A potent adjuvant monophosphoryl lipid A triggers various immune responses, but not secretion of IL-1beta or activation of caspase-1.

Lipid A, the membrane anchor portion of LPS, is responsible for the endotoxin activity of LPS and induces many inflammatory responses in macrophages. Monophosphoryl lipid A (MPL), a lipid A derivative lacking a phosphate residue, induces potent immune responses with low toxicity. To elucidate the mechanism underlying the low toxicity of MPL, we examined the effects of MPL on the secretion of proinflammatory cytokines by mouse peritoneal macrophages, a murine macrophage-like cell line (RAW 264.7), and a human macrophage-like cell line (THP-1). MPL enhanced the secretion of TNF-alpha, but not that of IL-1beta, whereas Escherichia coli-type lipid A (natural source-derived and chemically synthesized lipid A) enhanced the secretion of both cytokines.

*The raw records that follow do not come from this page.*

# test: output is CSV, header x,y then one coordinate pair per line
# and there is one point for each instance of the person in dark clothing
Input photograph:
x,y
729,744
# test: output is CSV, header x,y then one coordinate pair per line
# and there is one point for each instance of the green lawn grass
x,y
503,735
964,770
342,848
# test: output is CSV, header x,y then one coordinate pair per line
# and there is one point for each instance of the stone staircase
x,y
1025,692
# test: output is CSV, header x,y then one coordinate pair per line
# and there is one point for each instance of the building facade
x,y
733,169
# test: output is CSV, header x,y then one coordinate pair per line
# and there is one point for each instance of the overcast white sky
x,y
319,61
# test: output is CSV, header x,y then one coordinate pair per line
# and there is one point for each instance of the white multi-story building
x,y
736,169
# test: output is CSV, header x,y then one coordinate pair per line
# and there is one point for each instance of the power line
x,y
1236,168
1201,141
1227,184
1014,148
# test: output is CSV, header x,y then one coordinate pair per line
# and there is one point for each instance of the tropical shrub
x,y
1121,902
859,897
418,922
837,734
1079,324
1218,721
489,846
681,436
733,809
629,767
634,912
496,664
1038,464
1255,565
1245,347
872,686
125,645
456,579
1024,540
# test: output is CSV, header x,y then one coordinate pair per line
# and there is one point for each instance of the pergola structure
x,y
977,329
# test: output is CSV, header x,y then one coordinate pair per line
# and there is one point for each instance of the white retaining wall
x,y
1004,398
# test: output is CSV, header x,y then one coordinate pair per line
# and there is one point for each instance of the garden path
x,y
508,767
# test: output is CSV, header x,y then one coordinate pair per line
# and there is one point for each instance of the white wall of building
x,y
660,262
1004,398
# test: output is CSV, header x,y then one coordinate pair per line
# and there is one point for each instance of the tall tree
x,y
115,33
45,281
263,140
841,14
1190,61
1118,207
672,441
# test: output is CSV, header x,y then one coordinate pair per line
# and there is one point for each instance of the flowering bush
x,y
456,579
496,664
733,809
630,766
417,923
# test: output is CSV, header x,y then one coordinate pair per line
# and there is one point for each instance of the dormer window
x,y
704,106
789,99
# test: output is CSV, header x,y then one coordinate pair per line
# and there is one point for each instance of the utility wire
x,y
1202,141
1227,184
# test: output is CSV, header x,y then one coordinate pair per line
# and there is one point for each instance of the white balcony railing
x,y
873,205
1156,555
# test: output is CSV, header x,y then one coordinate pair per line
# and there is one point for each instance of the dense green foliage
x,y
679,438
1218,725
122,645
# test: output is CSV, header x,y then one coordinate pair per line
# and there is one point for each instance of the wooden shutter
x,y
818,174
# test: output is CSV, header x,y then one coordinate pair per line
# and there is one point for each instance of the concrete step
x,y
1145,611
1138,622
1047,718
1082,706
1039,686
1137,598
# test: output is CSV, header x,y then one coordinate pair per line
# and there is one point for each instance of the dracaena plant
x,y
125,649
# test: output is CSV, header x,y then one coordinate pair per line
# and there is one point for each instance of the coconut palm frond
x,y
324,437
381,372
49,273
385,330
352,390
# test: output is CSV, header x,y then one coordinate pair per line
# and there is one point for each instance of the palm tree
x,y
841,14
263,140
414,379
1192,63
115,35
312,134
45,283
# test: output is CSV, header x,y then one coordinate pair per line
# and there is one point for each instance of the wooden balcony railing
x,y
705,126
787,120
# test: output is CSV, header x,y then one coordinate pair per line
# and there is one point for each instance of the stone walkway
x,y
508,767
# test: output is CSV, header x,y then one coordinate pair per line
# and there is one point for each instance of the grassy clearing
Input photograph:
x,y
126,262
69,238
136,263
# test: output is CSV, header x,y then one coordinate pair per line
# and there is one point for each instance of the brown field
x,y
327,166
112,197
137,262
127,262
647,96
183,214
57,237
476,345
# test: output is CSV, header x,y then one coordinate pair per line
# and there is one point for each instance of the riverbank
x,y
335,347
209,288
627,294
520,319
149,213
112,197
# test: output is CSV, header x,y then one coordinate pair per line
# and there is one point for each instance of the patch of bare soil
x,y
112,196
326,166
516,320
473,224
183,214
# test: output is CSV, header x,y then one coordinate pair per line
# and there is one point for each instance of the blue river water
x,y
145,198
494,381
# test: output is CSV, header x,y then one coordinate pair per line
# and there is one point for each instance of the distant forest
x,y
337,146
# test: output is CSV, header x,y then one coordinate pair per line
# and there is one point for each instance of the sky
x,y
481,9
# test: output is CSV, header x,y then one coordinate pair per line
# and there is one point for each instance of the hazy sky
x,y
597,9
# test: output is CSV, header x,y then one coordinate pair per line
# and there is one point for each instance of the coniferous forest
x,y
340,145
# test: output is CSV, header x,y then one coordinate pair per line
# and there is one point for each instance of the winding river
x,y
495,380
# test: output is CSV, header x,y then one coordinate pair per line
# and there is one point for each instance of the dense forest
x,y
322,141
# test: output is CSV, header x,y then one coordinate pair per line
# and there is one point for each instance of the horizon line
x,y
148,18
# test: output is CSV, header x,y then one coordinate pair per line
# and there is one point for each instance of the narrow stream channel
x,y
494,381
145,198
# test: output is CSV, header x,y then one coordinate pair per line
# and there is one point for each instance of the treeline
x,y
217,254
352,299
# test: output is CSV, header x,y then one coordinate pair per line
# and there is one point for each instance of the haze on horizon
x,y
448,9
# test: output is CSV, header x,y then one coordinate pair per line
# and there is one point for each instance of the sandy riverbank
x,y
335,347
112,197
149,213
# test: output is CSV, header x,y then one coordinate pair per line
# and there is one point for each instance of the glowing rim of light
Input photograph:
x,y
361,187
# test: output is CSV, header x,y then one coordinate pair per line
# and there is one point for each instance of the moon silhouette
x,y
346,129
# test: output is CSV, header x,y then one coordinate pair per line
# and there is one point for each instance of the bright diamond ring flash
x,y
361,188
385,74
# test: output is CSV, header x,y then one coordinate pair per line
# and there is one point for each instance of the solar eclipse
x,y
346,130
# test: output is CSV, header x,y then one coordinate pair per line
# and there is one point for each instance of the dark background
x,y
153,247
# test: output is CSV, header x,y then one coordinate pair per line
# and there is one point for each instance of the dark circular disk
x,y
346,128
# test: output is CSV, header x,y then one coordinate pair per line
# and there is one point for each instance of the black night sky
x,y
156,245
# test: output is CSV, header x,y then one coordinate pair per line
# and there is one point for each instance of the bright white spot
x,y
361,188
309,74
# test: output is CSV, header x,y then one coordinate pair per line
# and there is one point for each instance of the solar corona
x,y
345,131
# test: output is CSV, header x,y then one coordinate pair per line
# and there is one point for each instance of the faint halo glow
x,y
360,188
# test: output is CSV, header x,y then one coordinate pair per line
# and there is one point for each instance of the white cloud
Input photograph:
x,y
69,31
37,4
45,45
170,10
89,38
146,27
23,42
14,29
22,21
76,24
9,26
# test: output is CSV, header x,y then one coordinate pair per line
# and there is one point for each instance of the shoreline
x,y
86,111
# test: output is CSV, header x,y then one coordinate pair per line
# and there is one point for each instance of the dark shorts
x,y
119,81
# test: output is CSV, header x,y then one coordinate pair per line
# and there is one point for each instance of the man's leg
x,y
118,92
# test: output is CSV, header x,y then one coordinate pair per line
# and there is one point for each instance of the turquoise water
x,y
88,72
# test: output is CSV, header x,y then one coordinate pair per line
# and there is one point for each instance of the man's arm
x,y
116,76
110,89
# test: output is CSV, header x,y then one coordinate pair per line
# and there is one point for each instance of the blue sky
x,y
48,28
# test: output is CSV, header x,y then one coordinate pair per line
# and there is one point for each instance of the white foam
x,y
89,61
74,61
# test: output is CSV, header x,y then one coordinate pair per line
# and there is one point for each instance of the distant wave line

Although MPL enhanced the levels of IL-1beta mRNA and IL-1beta precursor protein to levels similar to those induced by lipid A, IL-1beta precursor processing in MPL-treated cells was much lower than that in E. coli-type lipid A-treated ones. Moreover, MPL, unlike E. coli-type lipid A, failed to induce activation of caspase-1, which catalyzes IL-1beta precursor processing. These results suggest that an immune response without activation of caspase-1 or secretion of IL-1beta results in the low toxicity of this adjuvant.